By Amy Alkon
shared this story
from Advice Goddess Blog.
The Truth Will Sometimes Set You Freer Than You’d Like
Collegiate sports programs are money-making machines. So what if Johnny Football Player can’t read, right?
Well, Jonathan Turley blogged that a North Carolina professor looked into the educational standards for athletes and found the athletes sorely lacking in their abilities. As in, 8 to 10 percent of the school’s football and basketball players are reading below a third-grade level.
This means, if they get injured or don’t make the pros, they can basically work as busboys in a diner after four years of college.
The university reacted predictably — as did the public. No, not worrying that adults enrolled in it can barely make it through a story from the kiddie section of the library:
The university seemed to go immediately on the offensive, including questioning her data showing a basketball player who could not read or write. What is interesting is the statement that “University officials can’t comment on the other statistical claims mentioned in the story because they have not seen that data. University officials have asked for that data, but those requests have not been met.” However, Willingham says that the data came from the University and remains in the possession of the University.

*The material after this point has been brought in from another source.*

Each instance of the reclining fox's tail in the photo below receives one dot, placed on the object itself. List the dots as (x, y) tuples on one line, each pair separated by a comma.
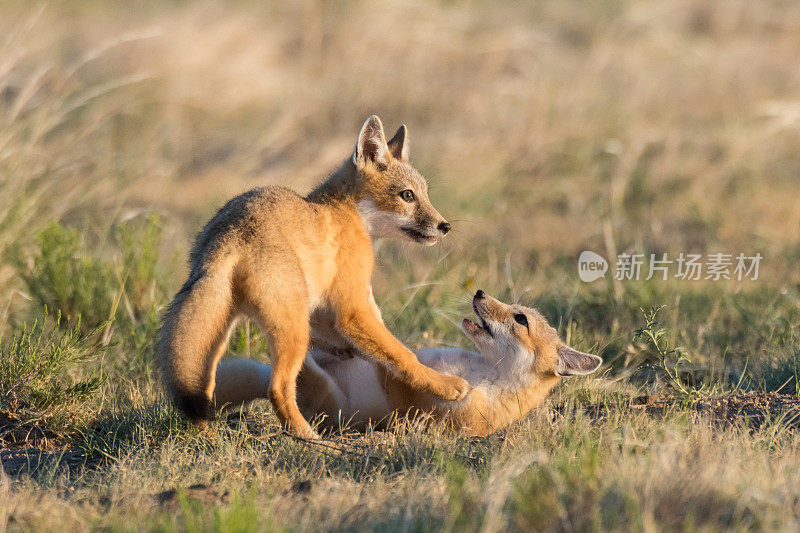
[(193, 337)]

At the same time, Willingham has received dozens of death threats from fans of the university teams. She has been a source of the local media investigation into the program and is considered a whistleblower by many.
As many of you know, I love football. However, there comes a time when sports threatens the very soul of an institution. The University of North Carolina (and particularly its faculty) needed to make a choice as to whether it is a leading academic institution or just a facilitator for sporting events.

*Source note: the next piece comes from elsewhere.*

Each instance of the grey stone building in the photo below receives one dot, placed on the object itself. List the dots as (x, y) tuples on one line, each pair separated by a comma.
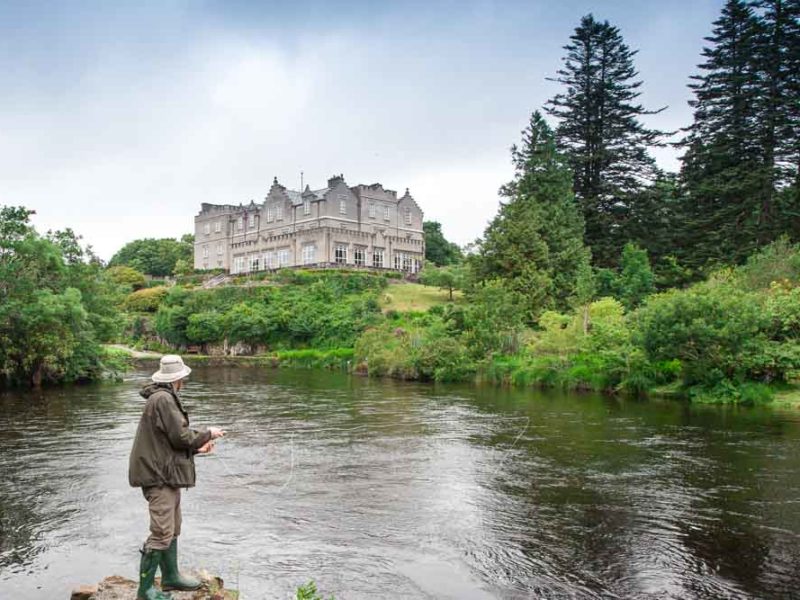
[(365, 226)]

Back to the story, at the News & Observer link above, it says Willingham found one basketball player illiterate. The university disputes that finding. Also from that piece, a story by Dan Kane, Jane Stancill, and Andrew Carter:
Willingham played a major role in The News & Observer’s work exposing a major academic fraud scandal involving the Department of African and Afro-American Studies. In August 2011, the N&O reported that a football player’s transcript showed he had taken an upper-level class in the department in the summer of 2007 and received a high grade despite needing remedial writing the following fall semester as an incoming freshman.